"Ich ärgere mich total": Schalke bleibt in 2026 sieglos
So nah dran waren sie in dieser Spielzeit noch nicht. Aber trotz 2:0 Führung müssen die Schalker nach dem 2:2 gegen Dresden weiter auf den ersten Erfolg in der Rückrunde warten. Die souveräne Tabellenführung mussten die Königsblauen mittlerweile abgeben.
"Sehr enttäuschend"
"Das Ergebnis ist sehr enttäuschend, ich ärgere mich total. Wir haben das Spiel in der zweiten Halbzeit komplett im Griff und erzielen zwei hervorragende Tore", wird Kenan Karaman auf der Vereinshomepage zitiert. Durch einen Doppelpack von Edin Dzeko sah es nach dem befreienden Heimsieg aus. Am Ende stand es allerdings 2:2 und die Schalker mussten sich zum dritten Mal in dieser Spielzeit mit einer Punkteteilung begnügen.

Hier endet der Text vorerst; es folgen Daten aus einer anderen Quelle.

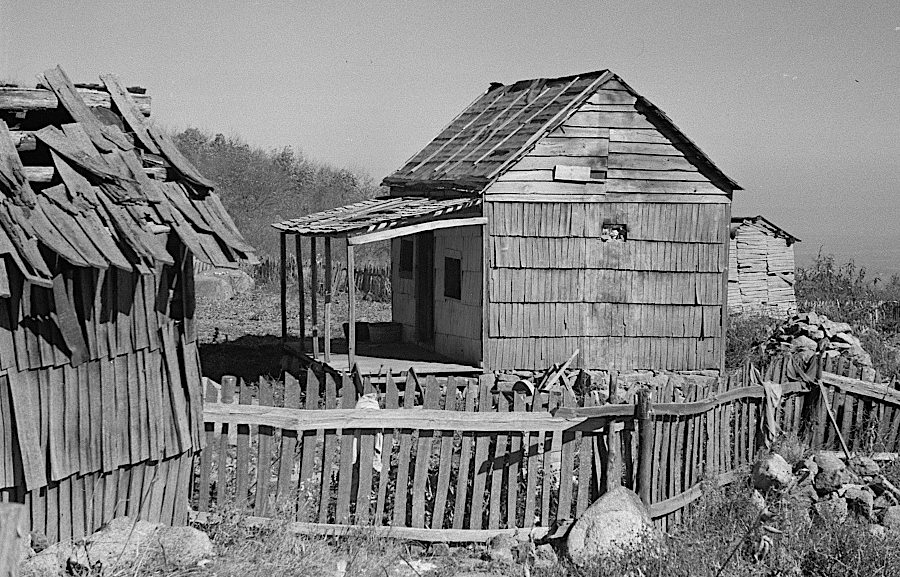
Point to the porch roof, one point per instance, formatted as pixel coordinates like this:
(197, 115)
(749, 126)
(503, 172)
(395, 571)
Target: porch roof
(374, 215)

Drei Punkte holte S04 nur aus vier Begegnungen. Zu den Unentschieden gesellte sich noch die verdiente Niederlage in Bochum. Nach der Hinserie betrug der Vorsprung auf den zweiten Platz drei Punkte und auf den Relegationsplatz vier Punkte. Nun ist der SV Darmstadt 98 vorbeigezogen und Paderborn und Elversberg sitzen den Königsblauen in dem Nacken. "Vor zwei Wochen hat sich der Punkt gegen Kaiserslautern nach unseren späten Toren so angefühlt wie ein Sieg. Dieses Mal empfinden wir das Gegenteil", so Miron Muslic mit Blick auf das späte Unentschieden gegen die Pfälzer.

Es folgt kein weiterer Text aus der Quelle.